Una congoja generosa movió los labios del agónico, buscando un vago pedazo de palabra en la boca sellada por la muerte. Gume Pacheco acercó su oreja inexorable al aliento del muriente, con los dedos curvados para detener a la muerte que forcejeaba por llevarle el secreto del comatoso. El jíbaro solo pudo musitar una palabra antes de que la coruja llegara a la rama más débil de una guasimilla. El santigüero cayó desvanecido sobre el cuerpo del jíbaro, sin sentir la pisada medrosa del muerto crujiendo en el soberado de su rancho. Pero la oyeron los amigos del que acababa de morir; llegaron con el habla en reguerete, a perturbar el pavor de Gume Pacheco:
-¡Siño, se acaba de moril un amigo en este barrio!

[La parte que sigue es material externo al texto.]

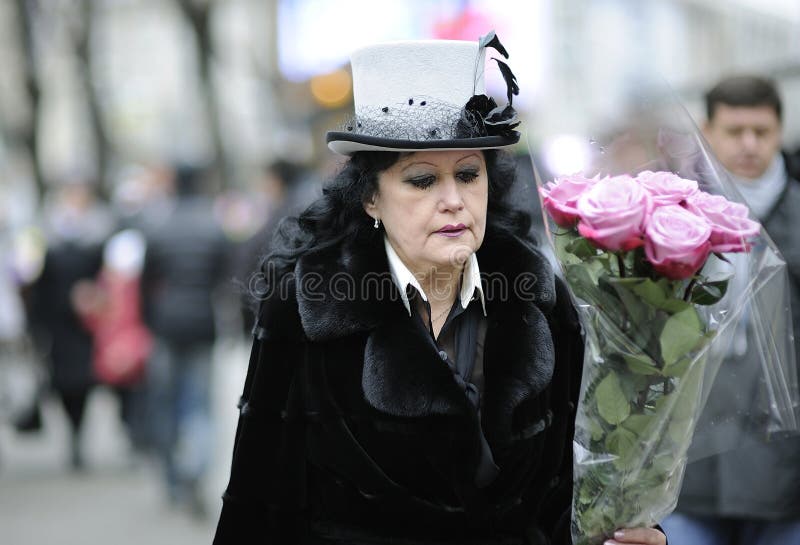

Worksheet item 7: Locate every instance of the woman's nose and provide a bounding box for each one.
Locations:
[439,176,464,212]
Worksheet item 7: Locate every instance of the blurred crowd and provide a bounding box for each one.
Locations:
[0,155,321,515]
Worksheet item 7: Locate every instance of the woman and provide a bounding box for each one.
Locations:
[215,33,665,545]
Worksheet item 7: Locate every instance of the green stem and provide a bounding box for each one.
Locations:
[683,276,697,301]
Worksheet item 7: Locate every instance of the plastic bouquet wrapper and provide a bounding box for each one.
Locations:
[534,83,798,544]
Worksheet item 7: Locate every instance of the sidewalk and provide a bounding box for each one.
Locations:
[0,336,247,545]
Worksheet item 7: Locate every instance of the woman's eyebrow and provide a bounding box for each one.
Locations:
[456,153,480,163]
[400,161,436,172]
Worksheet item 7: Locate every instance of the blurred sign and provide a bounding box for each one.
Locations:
[278,0,551,105]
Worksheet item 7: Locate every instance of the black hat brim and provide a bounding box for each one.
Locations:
[325,131,519,155]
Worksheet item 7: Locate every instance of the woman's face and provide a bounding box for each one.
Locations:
[364,150,489,274]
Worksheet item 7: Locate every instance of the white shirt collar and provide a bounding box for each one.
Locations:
[383,237,486,316]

-Lo he sentío, siño, andando a mi lao.
-Yo oíde un grito de coruja en la guasimilla de este batey.
El santigüero les mostró al amarilleante sin proferir una sola palabra. La mucilga de sábila le fulgía en la frente como un lagrimón de altozano, como una lágrima violeta que se hubiera adelantado al luto de todos los compadres. Los altureños se quitaron las pavas en silencio, cortados por ese frío que se cuela por una guásima más alta que la guasimilla:
-No paresía como pa morilse, siño. ¿Tenía alguna enfelmedá? -preguntó un amigo con voz de susto.
-Lo único que tenía era unos gusarapos en el buche cuando yo lo vide. Ha muelto de una enfelmedá nueva en el barrio, contra la cual, ni pué ná la santiguá de un santigüero.
-¿De qué murió, siño?
-De hambre -contestó el santigüero echándole una sabanilla por la cara al amarillado.